Artificial intelligence is hot, but that doesn’t make AI startups immune to failure. The young sector is experiencing its first wave of closures, shutdown advisor SimpleClosure reports.

AI startups accounted for nearly 16% of the hundreds of closures analyzed by the company for its 2025 State of Startup Shutdowns report. While down slightly from last year’s 17.7%, AI companies still represented the largest share of the studied startup shutdowns.

Eighty-one percent of the AI shutdowns were so-called “wrappers and apps,” products that provide a user-friendly interface for large language models. These include copilots and assistants, content and design generators, and software-as-a-service products. Many of these companies enjoyed an early mover advantage by going to market quickly but have struggled with growing competition and commoditization of similar products. AI companies with more durable, differentiated, and defensible business models are proving more sustainable.
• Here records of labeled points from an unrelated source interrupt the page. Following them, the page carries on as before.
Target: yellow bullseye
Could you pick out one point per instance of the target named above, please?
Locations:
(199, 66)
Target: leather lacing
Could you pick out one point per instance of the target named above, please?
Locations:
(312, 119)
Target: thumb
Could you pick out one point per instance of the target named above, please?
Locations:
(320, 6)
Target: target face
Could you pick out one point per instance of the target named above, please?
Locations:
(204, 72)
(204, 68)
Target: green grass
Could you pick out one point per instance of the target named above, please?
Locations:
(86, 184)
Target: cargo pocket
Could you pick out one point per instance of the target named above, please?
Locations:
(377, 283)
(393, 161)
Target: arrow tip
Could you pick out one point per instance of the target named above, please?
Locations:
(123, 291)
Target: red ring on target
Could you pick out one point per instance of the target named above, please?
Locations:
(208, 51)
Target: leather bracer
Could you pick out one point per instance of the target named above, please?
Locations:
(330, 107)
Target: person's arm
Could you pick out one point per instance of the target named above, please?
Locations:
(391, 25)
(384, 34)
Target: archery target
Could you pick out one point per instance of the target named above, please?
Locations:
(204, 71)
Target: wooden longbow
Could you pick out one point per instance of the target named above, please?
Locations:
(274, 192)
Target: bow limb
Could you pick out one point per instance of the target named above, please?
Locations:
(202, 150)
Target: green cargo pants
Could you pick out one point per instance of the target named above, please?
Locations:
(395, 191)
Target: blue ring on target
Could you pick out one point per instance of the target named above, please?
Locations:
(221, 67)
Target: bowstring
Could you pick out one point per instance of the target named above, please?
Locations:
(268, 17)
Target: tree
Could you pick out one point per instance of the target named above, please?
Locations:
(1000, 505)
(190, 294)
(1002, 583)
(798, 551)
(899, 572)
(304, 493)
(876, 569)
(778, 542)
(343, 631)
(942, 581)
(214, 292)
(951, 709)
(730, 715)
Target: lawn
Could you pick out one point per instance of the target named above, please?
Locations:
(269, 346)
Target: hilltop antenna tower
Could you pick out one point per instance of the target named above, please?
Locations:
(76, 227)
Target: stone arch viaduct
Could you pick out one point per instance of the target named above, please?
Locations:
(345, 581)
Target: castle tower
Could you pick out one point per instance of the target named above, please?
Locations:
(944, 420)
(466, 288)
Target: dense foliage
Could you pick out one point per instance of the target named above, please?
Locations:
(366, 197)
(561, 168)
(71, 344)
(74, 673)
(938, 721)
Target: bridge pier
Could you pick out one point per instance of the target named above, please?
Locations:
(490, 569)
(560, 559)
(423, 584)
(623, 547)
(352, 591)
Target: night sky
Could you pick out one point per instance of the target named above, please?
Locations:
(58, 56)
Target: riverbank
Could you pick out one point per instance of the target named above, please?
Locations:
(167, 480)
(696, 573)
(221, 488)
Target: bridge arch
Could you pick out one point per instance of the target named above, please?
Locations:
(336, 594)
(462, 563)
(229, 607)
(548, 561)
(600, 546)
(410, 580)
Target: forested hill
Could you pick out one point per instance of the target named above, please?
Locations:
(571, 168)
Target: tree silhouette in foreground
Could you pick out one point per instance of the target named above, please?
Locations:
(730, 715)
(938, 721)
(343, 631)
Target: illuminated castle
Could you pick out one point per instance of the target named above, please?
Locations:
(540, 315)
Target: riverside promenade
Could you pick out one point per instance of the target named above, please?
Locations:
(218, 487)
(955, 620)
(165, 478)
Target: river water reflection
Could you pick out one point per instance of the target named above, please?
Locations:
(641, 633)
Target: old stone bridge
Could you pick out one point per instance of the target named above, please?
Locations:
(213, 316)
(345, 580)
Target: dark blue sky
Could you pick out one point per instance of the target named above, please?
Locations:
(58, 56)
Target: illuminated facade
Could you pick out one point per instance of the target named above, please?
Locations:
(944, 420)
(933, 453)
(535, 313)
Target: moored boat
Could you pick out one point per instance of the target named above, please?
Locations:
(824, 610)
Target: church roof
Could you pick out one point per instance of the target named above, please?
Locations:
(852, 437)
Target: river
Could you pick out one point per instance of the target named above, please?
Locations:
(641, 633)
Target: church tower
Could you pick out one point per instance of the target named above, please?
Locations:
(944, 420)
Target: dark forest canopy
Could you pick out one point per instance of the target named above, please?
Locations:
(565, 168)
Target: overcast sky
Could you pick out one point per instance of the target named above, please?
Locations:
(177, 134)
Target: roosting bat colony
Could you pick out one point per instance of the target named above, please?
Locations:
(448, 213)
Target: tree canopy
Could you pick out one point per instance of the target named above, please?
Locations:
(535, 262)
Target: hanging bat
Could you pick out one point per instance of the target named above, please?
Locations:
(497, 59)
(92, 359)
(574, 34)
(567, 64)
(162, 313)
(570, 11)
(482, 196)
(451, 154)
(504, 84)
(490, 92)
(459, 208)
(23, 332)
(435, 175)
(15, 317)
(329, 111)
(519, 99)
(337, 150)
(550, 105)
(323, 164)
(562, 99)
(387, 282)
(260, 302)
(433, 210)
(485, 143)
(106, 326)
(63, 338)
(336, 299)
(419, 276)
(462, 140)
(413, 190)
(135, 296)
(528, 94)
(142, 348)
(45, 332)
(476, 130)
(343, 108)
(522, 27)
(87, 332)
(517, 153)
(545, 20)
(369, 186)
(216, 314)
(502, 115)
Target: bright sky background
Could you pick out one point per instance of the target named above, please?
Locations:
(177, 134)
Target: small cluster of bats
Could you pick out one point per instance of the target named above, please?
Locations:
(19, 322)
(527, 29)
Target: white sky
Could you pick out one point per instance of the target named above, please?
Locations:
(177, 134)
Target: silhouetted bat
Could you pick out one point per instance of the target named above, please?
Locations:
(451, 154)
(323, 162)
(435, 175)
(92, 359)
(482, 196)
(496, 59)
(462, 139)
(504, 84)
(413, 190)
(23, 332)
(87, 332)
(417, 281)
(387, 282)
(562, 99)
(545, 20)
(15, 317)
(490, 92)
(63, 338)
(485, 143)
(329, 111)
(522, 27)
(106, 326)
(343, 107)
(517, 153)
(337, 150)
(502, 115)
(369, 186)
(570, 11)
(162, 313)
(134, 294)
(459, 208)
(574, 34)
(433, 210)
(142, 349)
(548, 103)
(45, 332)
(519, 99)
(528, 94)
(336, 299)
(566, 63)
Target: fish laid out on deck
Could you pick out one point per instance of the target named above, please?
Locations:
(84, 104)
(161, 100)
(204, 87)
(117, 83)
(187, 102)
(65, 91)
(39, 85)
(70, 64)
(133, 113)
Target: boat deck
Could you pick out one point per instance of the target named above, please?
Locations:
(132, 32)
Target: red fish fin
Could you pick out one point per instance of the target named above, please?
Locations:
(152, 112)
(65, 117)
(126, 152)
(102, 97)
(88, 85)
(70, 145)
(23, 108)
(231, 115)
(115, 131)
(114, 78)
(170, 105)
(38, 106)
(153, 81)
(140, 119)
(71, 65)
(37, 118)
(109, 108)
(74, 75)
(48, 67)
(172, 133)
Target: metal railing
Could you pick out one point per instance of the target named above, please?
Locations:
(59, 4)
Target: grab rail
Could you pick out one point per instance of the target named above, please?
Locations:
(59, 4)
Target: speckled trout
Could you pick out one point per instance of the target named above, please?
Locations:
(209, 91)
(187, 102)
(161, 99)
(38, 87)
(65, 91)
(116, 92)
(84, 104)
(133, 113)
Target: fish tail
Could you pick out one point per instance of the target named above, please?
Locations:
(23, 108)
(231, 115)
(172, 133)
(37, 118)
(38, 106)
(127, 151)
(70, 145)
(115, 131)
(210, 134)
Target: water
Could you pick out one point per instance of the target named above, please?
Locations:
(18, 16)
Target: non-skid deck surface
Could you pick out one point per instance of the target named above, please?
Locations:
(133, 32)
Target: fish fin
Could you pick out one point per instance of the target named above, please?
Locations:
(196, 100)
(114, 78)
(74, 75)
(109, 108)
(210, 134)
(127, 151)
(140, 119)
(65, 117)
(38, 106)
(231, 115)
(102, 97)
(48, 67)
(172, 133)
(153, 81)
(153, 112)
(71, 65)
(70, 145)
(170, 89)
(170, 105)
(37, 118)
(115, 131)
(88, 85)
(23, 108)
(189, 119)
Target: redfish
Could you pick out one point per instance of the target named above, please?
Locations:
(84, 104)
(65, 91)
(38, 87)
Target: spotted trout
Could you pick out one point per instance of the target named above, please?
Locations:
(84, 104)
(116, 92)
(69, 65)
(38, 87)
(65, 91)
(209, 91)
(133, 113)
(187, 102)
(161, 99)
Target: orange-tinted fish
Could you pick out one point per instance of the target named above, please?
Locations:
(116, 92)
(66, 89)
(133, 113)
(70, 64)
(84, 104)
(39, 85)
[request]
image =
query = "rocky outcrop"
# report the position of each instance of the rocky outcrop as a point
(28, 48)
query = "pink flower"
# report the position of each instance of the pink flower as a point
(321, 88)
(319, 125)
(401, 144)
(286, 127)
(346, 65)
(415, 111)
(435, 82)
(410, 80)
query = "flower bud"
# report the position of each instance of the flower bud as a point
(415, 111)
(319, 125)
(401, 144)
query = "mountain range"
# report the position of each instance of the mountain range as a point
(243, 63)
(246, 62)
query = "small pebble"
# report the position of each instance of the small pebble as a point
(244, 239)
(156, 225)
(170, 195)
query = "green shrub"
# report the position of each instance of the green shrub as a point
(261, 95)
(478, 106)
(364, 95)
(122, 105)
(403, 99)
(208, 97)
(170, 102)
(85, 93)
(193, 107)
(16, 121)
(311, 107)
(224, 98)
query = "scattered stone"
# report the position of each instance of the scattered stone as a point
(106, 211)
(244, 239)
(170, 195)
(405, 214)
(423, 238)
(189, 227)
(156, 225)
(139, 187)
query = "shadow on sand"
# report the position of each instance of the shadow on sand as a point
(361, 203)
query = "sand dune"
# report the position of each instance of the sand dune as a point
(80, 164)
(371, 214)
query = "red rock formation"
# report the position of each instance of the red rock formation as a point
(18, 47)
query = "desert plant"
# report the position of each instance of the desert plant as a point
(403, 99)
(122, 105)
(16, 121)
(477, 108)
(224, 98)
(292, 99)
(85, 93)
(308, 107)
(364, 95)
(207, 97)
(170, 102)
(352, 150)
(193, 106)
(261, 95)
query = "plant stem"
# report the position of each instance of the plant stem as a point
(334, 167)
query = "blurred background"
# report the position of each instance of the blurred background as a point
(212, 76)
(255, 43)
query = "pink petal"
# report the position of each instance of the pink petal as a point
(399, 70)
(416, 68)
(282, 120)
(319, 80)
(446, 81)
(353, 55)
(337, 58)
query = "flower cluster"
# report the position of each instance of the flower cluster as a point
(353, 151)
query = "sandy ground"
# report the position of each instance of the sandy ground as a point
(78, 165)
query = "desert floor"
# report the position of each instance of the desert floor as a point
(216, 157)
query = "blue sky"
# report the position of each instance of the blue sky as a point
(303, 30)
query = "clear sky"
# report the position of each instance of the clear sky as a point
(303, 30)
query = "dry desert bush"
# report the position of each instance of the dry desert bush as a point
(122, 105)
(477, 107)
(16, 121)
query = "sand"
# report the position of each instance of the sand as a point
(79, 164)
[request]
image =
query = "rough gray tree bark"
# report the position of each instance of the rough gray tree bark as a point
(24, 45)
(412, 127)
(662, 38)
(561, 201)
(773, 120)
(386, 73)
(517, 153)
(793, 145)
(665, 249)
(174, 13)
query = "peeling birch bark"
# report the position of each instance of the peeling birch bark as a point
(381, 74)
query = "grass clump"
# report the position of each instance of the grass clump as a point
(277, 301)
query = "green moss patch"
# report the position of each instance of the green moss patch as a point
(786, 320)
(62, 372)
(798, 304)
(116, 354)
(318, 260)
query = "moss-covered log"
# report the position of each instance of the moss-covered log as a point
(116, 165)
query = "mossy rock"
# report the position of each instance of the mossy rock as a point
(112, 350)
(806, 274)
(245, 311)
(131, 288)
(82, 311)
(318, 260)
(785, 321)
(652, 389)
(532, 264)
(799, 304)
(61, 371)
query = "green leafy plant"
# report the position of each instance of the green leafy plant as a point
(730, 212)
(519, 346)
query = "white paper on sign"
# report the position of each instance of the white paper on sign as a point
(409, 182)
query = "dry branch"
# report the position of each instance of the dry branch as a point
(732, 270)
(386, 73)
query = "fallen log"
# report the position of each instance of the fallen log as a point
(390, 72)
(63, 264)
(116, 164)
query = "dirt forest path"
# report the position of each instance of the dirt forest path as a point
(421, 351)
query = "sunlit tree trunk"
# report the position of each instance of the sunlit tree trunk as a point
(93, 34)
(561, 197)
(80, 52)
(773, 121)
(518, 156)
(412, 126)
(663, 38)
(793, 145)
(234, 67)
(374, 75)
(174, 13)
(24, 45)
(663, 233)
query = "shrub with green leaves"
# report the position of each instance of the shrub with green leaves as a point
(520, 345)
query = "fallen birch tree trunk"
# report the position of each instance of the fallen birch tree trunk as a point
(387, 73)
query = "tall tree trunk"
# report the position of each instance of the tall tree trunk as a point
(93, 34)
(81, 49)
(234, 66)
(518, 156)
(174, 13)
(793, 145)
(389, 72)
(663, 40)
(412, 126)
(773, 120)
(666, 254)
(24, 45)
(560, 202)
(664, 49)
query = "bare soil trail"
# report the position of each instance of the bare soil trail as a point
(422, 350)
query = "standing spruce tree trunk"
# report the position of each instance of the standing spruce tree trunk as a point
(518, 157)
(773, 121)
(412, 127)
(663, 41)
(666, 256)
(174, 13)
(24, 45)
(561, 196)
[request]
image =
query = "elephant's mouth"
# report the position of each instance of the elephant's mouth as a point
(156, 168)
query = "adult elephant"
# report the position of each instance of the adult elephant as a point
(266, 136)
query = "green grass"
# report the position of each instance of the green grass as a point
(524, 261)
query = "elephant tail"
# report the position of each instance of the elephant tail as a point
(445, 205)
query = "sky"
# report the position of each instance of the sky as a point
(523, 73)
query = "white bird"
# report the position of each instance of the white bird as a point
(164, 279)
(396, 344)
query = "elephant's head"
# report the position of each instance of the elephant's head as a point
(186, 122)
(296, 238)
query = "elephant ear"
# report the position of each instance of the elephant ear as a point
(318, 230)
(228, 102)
AI startups closed at all stages, accounting for 12% to 20% of the reviewed closures from pre-seed stage to Series B, SimpleClosure says.

There was an increase in shutdowns among midstage startups that successfully raised capital but were unable to build sustainable businesses. Closures of Series A companies, which have raised their first significant round of venture capital, spiked from about 6% of all shutdowns in 2024 to about 14% in the 2025 report. That marks a shift from 2024, when 74% of shutdowns occurred among earlier pre-seed and seed-round companies.

“This was not a year of collapse,” SimpleClosure CEO Dori Yona wrote in the report. “It was a year of maturation.”

The risks remain high for startup investors. SimpleClosure reported in 2024 that about 60% of startups shutting down didn’t have enough capital to return to investors. In all, 93% of startups do not survive.

Launched in 2023, the Santa Monica-based SimpleClosure is a startup itself, raising $15 million in funding in 2025, after raising $4 million in 2024 and $1.5 million in 2023.